Sumber: http://ikanmania.wordpress.com. 2008. plankton-dapat-memperlambat-proses-pemanasan-bumi [20 Februari 2011].
Fitoplankton Menanggulangi Pemanasan global
Menurut Dr. Anugerah Nontji seorang peneliti dari LIPI, menyatakan bahwa fitoplankton menyerap karbondioksida di udara sebesar tiga puluh miliar ton per tahun. Karbondioksida digunakan oleh plankton dalam proses fotosintesis yang akan menghasilkan karbohidrat, oksigen serta bahan organik lainnya. Penyerapan ini dilakukan oleh semua fitoplankton di perairan yang masih tertembus cahaya matahari atau pada batas penetrasi cahaya.
Dalam satu liter air terdapat lebih dari saju juta plankton. Oleh karena itu, lautan merupakan hutan belantara yang transparan atau tidak terlihat. Kelompok fitoplankton yang paling berpengaruh dalam penyerapan CO 2 adalah kelompok diataom yang mampu berfotosintesis dan tidak merugikan organisme lain. Kelimpahan fitoplankton dalam kelompok ini juga bisa menjadi bahan pertimbangan dalam penanggulangan CO2 yang berlebih di udara.

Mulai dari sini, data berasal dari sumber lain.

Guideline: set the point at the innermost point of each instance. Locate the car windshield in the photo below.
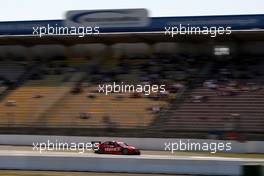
(122, 144)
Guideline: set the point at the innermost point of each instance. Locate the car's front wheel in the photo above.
(125, 152)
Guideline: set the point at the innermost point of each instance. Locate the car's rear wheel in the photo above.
(100, 151)
(125, 151)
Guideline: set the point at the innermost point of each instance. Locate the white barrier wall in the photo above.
(141, 143)
(122, 164)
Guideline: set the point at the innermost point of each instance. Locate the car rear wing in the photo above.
(95, 144)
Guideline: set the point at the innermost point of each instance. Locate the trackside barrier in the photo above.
(142, 143)
(122, 164)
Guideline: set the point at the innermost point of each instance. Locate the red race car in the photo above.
(115, 147)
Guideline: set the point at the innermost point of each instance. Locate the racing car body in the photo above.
(115, 147)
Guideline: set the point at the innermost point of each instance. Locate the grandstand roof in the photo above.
(244, 27)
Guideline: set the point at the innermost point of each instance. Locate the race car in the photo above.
(115, 147)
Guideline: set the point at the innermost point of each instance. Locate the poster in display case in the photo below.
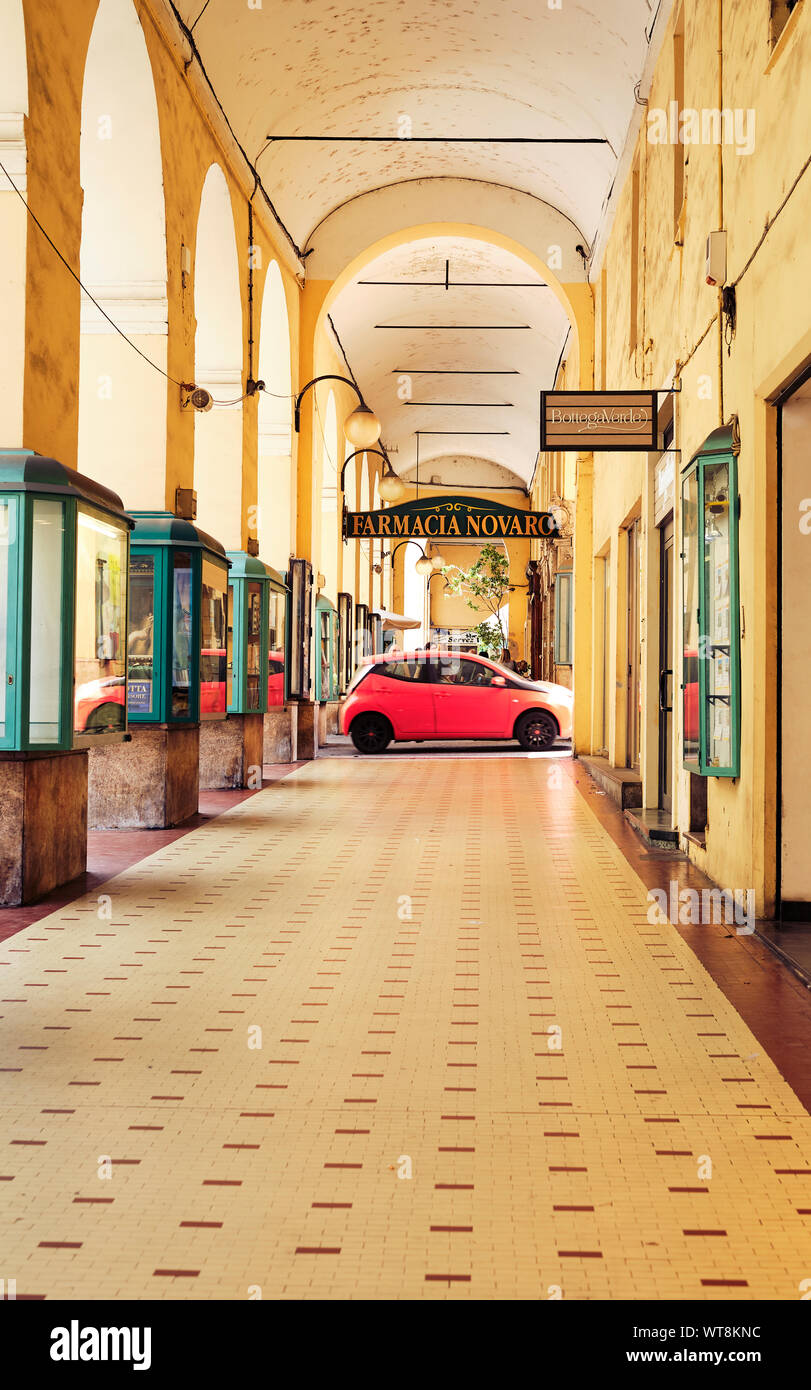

Penyerapan karbondioksida oleh tumbuhan mulai berkurang karena adanya aktivitas manusia yang merusak ekosistem hutan dengan menebang dan membakar hutan. Dengan adanya aktivitas fitoplankton tersebut, proses pemanasan global dapat ditanggulangi oleh alam secara perlahan. Semakin banyak jumlah fitoplankton dalam perairan terutama perairan laut, maka makin besar fungsinya dalam menanggulangi pemanasan global.
Sumber: Kompas, 26 April 2006. Halaman 13. Fitoplankton Kendalikan Pemanasan Global.
DAFTAR PUSTAKA
Anonim. 2008. Plankton Dapat Memperlambat Proses Pemanasan Bumi. http://ikanmania.wordpress.com [20 Februari 2011].
Anonim. 2009. Fungsi dan Manfaat Terumbu Karang. http://www.scribd.com [22 Oktober 2011].
BAKL-LAPAN. 2010. Iklim. http://www.dirgantara-lapan.or.id [ 12 Januari 2012]
BAKL-LAPAN. 2010. Dampak Perubahan Iklim. http://www.dirgantara-lapan.or.id [ 12 Januari 2012].
Kompas, 26 April 2006. Halaman 13. Fitoplankton Kendalikan Pemanasan Global.
Susandi, dkk. 2008. Dampak Perubahan Iklim Terhadap Ketinggian Muka Laut Di Wilayah Banjarmasin. Jurnal Ekonomi Lingkungan Vol.12/No.2/2008.
UNDP. 2007. Sisi Lain Perubahan Iklim. UNDP Indonesia Country Office: Jakarta.
Wibowo. 1996. Dampak Perubahan Iklim Terhadap Ekosistem Alami. Wacana No. 3/Juli-Agustus 1996.